Despite getting knocked out, Peters has the intangibles
Wisconsin may not have the nastiest pass rush in college football – let alone the Big Ten – but its front seven still generated pressure against the Wolverines. Peters handled it effortlessly. At least most of the time.
Whether hanging in the pocket and progressing through his reads, or slipping out into the flat as the Badgers came rushing, he showed the sort of chill persona that the best pocket passers possess. We’ll never know whether Peters, had he not been knocked out of the game, could’ve led a comeback.
What we do know is that he changes the offense. In his last three games, Peters wasn’t asked to do much more than hand the ball off and make the occasional throw. Against the Badgers, he was asked to do a lot more. Because U-M couldn’t run the ball.
Michigan quarterback Brandon Peters throws during the first half against Wisconsin, Saturday, Nov. 18, 2017 in Madison, Wis.
(Photo: Morry Gash, AP)
Peters responded with an 84-yard, second-quarter drive that may have been the Wolverines’ most impressive of the season. It was certainly his. In that drive, it was easy to see why Harbaugh recruited him, and why he finally gave him the starting job a couple weeks ago:
U-M’s defense …
Can look dominant for stretches but remains vulnerable to big plays, as you would expect an attacking defense to be.
For almost three quarters Saturday, Wisconsin and its offense didn’t come close to scoring. Its quarterback, Alex Hornibrook, had little time to throw and few open receivers to throw to. U-M’s defense harassed him relentlessly.

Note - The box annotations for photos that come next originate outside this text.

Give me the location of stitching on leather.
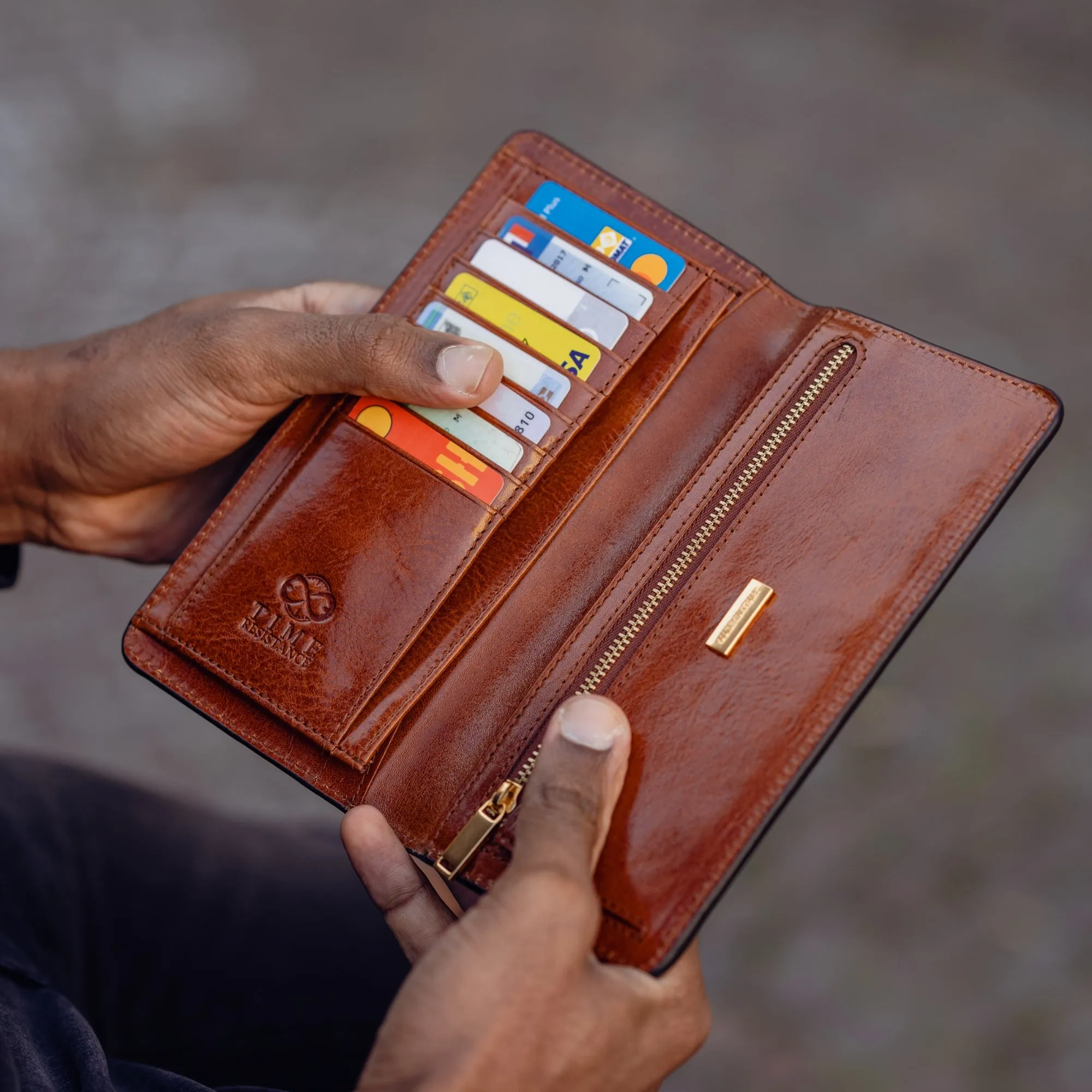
[167,402,340,627]
[834,310,1054,406]
[612,345,865,689]
[518,133,810,314]
[452,321,823,795]
[135,622,363,770]
[530,133,763,286]
[349,285,734,772]
[140,405,336,614]
[518,323,822,717]
[413,294,750,804]
[378,147,522,306]
[145,494,496,768]
[129,649,360,797]
[652,406,1049,961]
[618,345,1053,962]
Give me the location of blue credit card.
[527,182,686,289]
[498,216,652,319]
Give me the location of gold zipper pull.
[436,781,523,880]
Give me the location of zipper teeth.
[577,342,854,699]
[512,342,854,785]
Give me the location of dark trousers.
[0,758,407,1092]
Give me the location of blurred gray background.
[0,0,1092,1092]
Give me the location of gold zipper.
[436,744,542,880]
[436,342,856,879]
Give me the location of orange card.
[348,396,505,505]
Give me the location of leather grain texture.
[124,133,1060,972]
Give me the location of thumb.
[510,695,630,883]
[216,306,505,408]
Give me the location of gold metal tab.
[705,580,773,656]
[436,781,523,880]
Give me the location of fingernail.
[436,345,492,394]
[557,695,625,750]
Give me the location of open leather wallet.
[124,132,1061,972]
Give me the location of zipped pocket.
[436,341,857,879]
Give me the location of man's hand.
[342,696,709,1092]
[0,283,503,561]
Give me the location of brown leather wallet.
[124,132,1061,972]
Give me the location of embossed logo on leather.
[281,572,337,621]
[239,572,337,667]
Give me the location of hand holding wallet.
[124,133,1060,971]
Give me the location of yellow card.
[446,273,601,379]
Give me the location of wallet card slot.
[435,259,638,394]
[411,289,602,422]
[507,171,710,299]
[455,234,656,359]
[426,340,862,879]
[346,395,519,511]
[476,198,690,332]
[405,405,544,482]
[156,413,509,765]
[358,280,786,821]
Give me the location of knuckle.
[340,314,417,371]
[509,863,601,931]
[190,309,260,365]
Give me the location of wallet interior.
[126,133,1060,971]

Especially Rashan Gary and freshman tackle, Aubrey Solomon, whose combination of size and speed often overwhelmed the Badgers’ beefy, but youngish offensive line.
That changed midway through the third quarter, when Hornibrook dropped back on third-and-13 and hit A.J. Taylor with an over-the-shoulder teardrop for 51 yards. Four plays later, he found Taylor again on a post route in the end zone. Hornibrook squeezed the ball between a cornerback and a safety.
On both plays, U-M’s edge rushers pushed up field enough to force Hornibrook to step into the collapsing pocket. He did. Made two great throws. Give him credit.
The next time Wisconsin got the ball, Hornibrook made another impressive throw down the sideline, hitting Danny Davis on a back-shoulder heave. Davis was blanketed by Brandon Watson.
Penn State made similar plays against U-M, too, finding advantages in the secondary. For as ferocious as this defense can be, it will have to tighten up the backside before it can be truly great.